If we proceed inductively and let \(m\rightarrow \infty \), we obtain the solution

$$\begin{aligned} y(t)&=a_{0} \Biggl[ 1+\sum_{k=1}^{\infty } \frac{\lambda^{k}}{\Gamma _{q}(k\alpha +1)}\bigl({}_{\omega_{0}}\!\Phi_{q}^{-1}(t)-a \bigr)_{\omega_{0}}^{(k \alpha )} \Biggr] \\ &\quad {}+ \int_{a}^{t}\sum_{k=0}^{\infty } \frac{\lambda^{k}(t-{}_{\omega_{0}}\!\Phi _{q}(s))_{\omega_{0}}^{(k\alpha +\alpha -1)}}{\Gamma_{q}(k\alpha + \alpha )} f\bigl({}_{\omega_{0}}\!\Phi_{q}^{-1}(t) \bigr)\,{d_{q,\omega }s}. \end{aligned}$$

Definition 8.2

For \(z,z_{0}\in \mathbb{C}\), the Mittag-Leffler function for fractional \(q,\omega \)-difference equation is defined by

$$\begin{aligned} E_{\alpha ,\beta }(\lambda ,z-z_{0})=\sum _{k=0}^{\infty }\frac{\lambda ^{k}(z-z_{0})^{(k\alpha +\beta -1)}}{\Gamma_{q}(k\alpha +\beta )}. \end{aligned}$$

When \(\beta =1\), we simply use \(E_{\alpha }(\lambda ,z-z_{0})=E_{ \alpha ,1}(\lambda ,z-z_{0})\).

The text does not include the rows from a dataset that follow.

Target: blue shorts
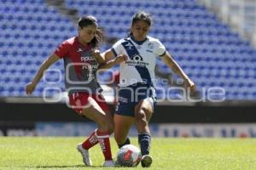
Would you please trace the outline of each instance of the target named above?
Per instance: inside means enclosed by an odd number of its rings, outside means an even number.
[[[154,110],[156,104],[155,89],[153,86],[137,83],[119,89],[115,114],[134,116],[135,106],[140,100],[148,99]]]

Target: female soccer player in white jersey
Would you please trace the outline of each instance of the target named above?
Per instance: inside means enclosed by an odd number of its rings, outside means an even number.
[[[155,104],[154,80],[156,57],[160,57],[180,76],[191,91],[195,88],[195,83],[174,61],[164,45],[158,39],[148,36],[151,22],[148,14],[144,11],[137,13],[132,18],[129,37],[120,39],[111,49],[102,54],[108,60],[102,68],[108,69],[117,63],[116,59],[110,60],[113,56],[124,60],[119,70],[120,89],[113,119],[114,138],[119,147],[130,144],[127,134],[136,122],[143,167],[150,167],[152,163],[148,122]]]

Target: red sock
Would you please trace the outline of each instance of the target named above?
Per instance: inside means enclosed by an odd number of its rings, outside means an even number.
[[[93,131],[90,136],[88,139],[86,139],[86,140],[82,144],[82,147],[84,149],[89,150],[90,148],[99,143],[97,136],[96,134],[96,130],[97,129]]]
[[[101,145],[101,149],[105,157],[105,161],[113,160],[111,154],[111,147],[109,142],[109,134],[107,132],[96,132],[97,139]]]

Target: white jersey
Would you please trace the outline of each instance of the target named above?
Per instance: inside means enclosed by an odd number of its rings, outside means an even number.
[[[127,61],[120,64],[120,87],[137,82],[146,82],[155,87],[156,57],[166,54],[166,48],[158,39],[147,37],[143,42],[136,42],[129,37],[113,44],[112,51],[115,56],[128,56]]]

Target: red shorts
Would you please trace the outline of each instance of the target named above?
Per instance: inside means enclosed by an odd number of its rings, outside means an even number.
[[[89,94],[87,93],[78,92],[69,95],[68,97],[70,106],[79,115],[82,114],[84,107],[88,104],[89,97],[94,99],[104,111],[110,110],[102,95]]]

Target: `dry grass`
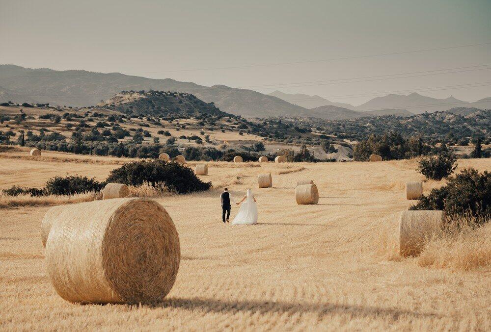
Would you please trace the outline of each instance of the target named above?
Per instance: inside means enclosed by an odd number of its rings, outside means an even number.
[[[292,163],[306,169],[274,175],[274,187],[261,189],[257,175],[284,164],[210,167],[211,190],[157,199],[176,225],[182,255],[173,288],[154,306],[65,301],[42,259],[39,225],[48,208],[2,210],[0,330],[489,330],[491,274],[482,272],[489,267],[454,272],[379,255],[381,229],[396,233],[393,216],[412,203],[404,189],[374,186],[417,179],[414,168],[399,167],[404,162]],[[491,170],[489,159],[459,163]],[[53,172],[104,179],[114,168],[19,164],[0,159],[0,187],[42,184]],[[11,172],[15,167],[22,174]],[[295,184],[305,179],[319,188],[317,205],[295,202]],[[217,186],[232,181],[240,182],[227,184],[236,200],[253,188],[257,224],[221,222]],[[232,218],[237,211],[233,206]],[[384,241],[390,248],[390,236]]]
[[[491,223],[484,218],[450,217],[439,236],[431,239],[418,256],[420,266],[469,271],[491,267]]]

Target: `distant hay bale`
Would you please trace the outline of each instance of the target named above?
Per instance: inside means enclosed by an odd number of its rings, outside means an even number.
[[[122,183],[108,183],[102,191],[102,199],[123,198],[130,193],[128,186]]]
[[[414,181],[406,182],[406,198],[417,200],[423,196],[423,182]]]
[[[172,288],[181,260],[179,235],[154,201],[67,205],[51,224],[45,260],[51,283],[65,300],[154,303]]]
[[[295,199],[299,204],[317,204],[319,203],[317,186],[313,183],[299,185],[295,188]]]
[[[313,183],[314,181],[312,180],[299,180],[297,181],[297,185],[295,185],[295,187],[298,187],[302,184],[312,184]]]
[[[403,211],[399,222],[399,254],[419,255],[425,241],[441,229],[446,218],[443,211]]]
[[[167,153],[161,153],[159,155],[159,159],[162,159],[164,161],[168,161],[170,160],[170,157]]]
[[[194,173],[196,175],[208,175],[208,165],[204,164],[198,164],[196,165]]]
[[[176,156],[174,159],[176,161],[176,162],[179,163],[179,164],[186,163],[186,158],[184,157],[184,155],[179,154],[179,155]]]
[[[41,242],[43,247],[46,246],[46,240],[51,230],[51,223],[53,219],[58,216],[64,209],[64,205],[53,206],[50,208],[44,214],[44,217],[41,222]]]
[[[31,150],[30,155],[34,157],[38,157],[41,155],[41,150],[38,149],[33,149]]]
[[[370,154],[370,161],[382,161],[382,157],[379,155],[378,154]]]
[[[273,186],[273,179],[271,173],[259,174],[257,177],[257,184],[259,188],[270,188]]]
[[[286,161],[286,158],[282,155],[278,155],[274,158],[274,162],[279,164]]]

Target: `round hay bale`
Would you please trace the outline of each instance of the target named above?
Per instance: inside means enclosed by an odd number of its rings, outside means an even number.
[[[257,177],[257,184],[259,188],[271,188],[273,186],[273,179],[271,173],[259,174]]]
[[[161,153],[159,155],[159,159],[162,159],[164,161],[168,161],[170,160],[170,157],[167,153]]]
[[[121,183],[108,183],[102,192],[102,199],[123,198],[130,193],[128,186]]]
[[[184,157],[184,155],[181,155],[179,154],[176,156],[175,158],[174,158],[176,162],[179,164],[185,164],[186,163],[186,158]]]
[[[369,159],[370,161],[382,161],[382,157],[379,155],[378,154],[370,154]]]
[[[67,205],[52,225],[45,259],[50,280],[65,300],[153,303],[172,288],[181,260],[179,235],[155,201]]]
[[[196,165],[194,173],[196,175],[208,175],[208,165],[204,164],[198,164]]]
[[[423,182],[414,181],[406,182],[406,198],[417,200],[423,196]]]
[[[274,162],[279,164],[286,161],[286,158],[282,155],[278,155],[274,158]]]
[[[34,157],[38,157],[41,155],[41,150],[38,149],[33,149],[31,150],[30,155]]]
[[[317,204],[319,203],[317,186],[313,183],[299,185],[295,188],[295,199],[299,204]]]
[[[41,242],[43,243],[43,247],[46,246],[46,240],[48,239],[48,235],[50,234],[50,230],[51,230],[52,221],[57,217],[64,208],[64,205],[53,206],[44,214],[44,217],[41,222]]]
[[[399,254],[415,256],[426,240],[436,234],[444,224],[443,211],[403,211],[399,222]]]
[[[297,184],[295,187],[298,187],[299,185],[302,185],[302,184],[312,184],[314,181],[312,180],[299,180],[297,181]]]

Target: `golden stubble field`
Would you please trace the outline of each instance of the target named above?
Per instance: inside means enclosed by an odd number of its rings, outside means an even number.
[[[0,156],[0,188],[41,186],[67,173],[103,179],[119,162],[53,154]],[[489,269],[424,268],[380,253],[381,230],[397,232],[398,212],[412,204],[404,183],[422,179],[415,161],[257,165],[211,163],[201,178],[212,190],[157,200],[176,224],[182,260],[173,288],[155,306],[62,300],[47,276],[40,238],[48,207],[0,210],[0,329],[489,330]],[[489,159],[459,165],[491,170]],[[269,171],[273,187],[257,188],[257,175]],[[295,203],[295,183],[305,178],[319,187],[317,205]],[[252,189],[258,224],[221,222],[224,185],[236,201]],[[438,185],[425,183],[425,193]]]

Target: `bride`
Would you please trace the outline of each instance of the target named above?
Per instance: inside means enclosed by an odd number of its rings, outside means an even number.
[[[234,218],[232,225],[253,225],[257,223],[257,205],[256,205],[256,198],[252,195],[250,189],[247,190],[247,193],[242,200],[237,203],[239,205],[244,201]]]

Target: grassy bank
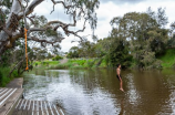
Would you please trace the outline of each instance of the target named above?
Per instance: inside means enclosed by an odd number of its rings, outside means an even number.
[[[13,71],[10,77],[10,67],[0,67],[0,86],[6,86],[10,81],[12,81],[14,77],[18,77],[18,72]]]
[[[166,50],[165,54],[158,59],[162,61],[163,69],[175,67],[175,49]]]

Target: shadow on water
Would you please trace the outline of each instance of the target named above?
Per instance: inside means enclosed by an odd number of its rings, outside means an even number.
[[[34,70],[24,74],[25,98],[58,103],[68,115],[175,114],[175,72],[115,70]]]

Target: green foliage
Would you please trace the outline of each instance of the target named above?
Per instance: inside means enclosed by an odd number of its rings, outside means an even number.
[[[162,66],[174,67],[175,65],[175,49],[167,49],[165,54],[157,56],[162,61]]]
[[[0,86],[6,86],[13,77],[18,77],[18,72],[13,71],[11,76],[9,76],[10,67],[0,66]]]

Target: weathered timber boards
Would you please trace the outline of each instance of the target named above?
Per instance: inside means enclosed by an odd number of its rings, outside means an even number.
[[[47,101],[20,100],[12,115],[64,115],[64,113]]]
[[[0,115],[9,115],[22,95],[23,88],[0,88]]]

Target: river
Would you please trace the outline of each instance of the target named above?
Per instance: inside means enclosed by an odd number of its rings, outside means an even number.
[[[68,115],[174,115],[175,71],[33,70],[24,74],[24,98],[50,101]]]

According to Definition 8.2 above, the solution of the fractional \(q,\omega \)-difference equation in Example 8.1 is expressed by

$$\begin{aligned} y(t)=a_{0}E_{\alpha }\bigl(\lambda ,t-{}_{\omega_{0}}\!\Phi_{q}(a)\bigr)+ \int_{a} ^{t}E_{\alpha ,\alpha }\bigl(\lambda ,t-{}_{\omega_{0}}\!\Phi_{q}(s)\bigr)f\bigl({}_{\omega_{0}}\!\Phi_{q}^{-1}(s)\bigr)\,{d_{q,\omega }s}. \end{aligned}$$

9 Conclusion

The paper [16] focuses on essentials of fractional calculus on a special discrete time scale forming the background for the so-called \((q,h)\)-calculus, which can be reduced to the quantum calculus (the case \(h=0\)) or to the difference calculus (the case \(q=h=1\)). From this point, in this article, we give a more general extension. The fractional \(q,\omega \)-calculus is defined in the set of real numbers. The main advantage of our results is that the corresponding properties can deal with the fractional \(q,\omega \)-calculus equation, the existence result of the solutions is solved, which is important in physical systems. We trust that the field here initiated will prove to be fruitful for further research.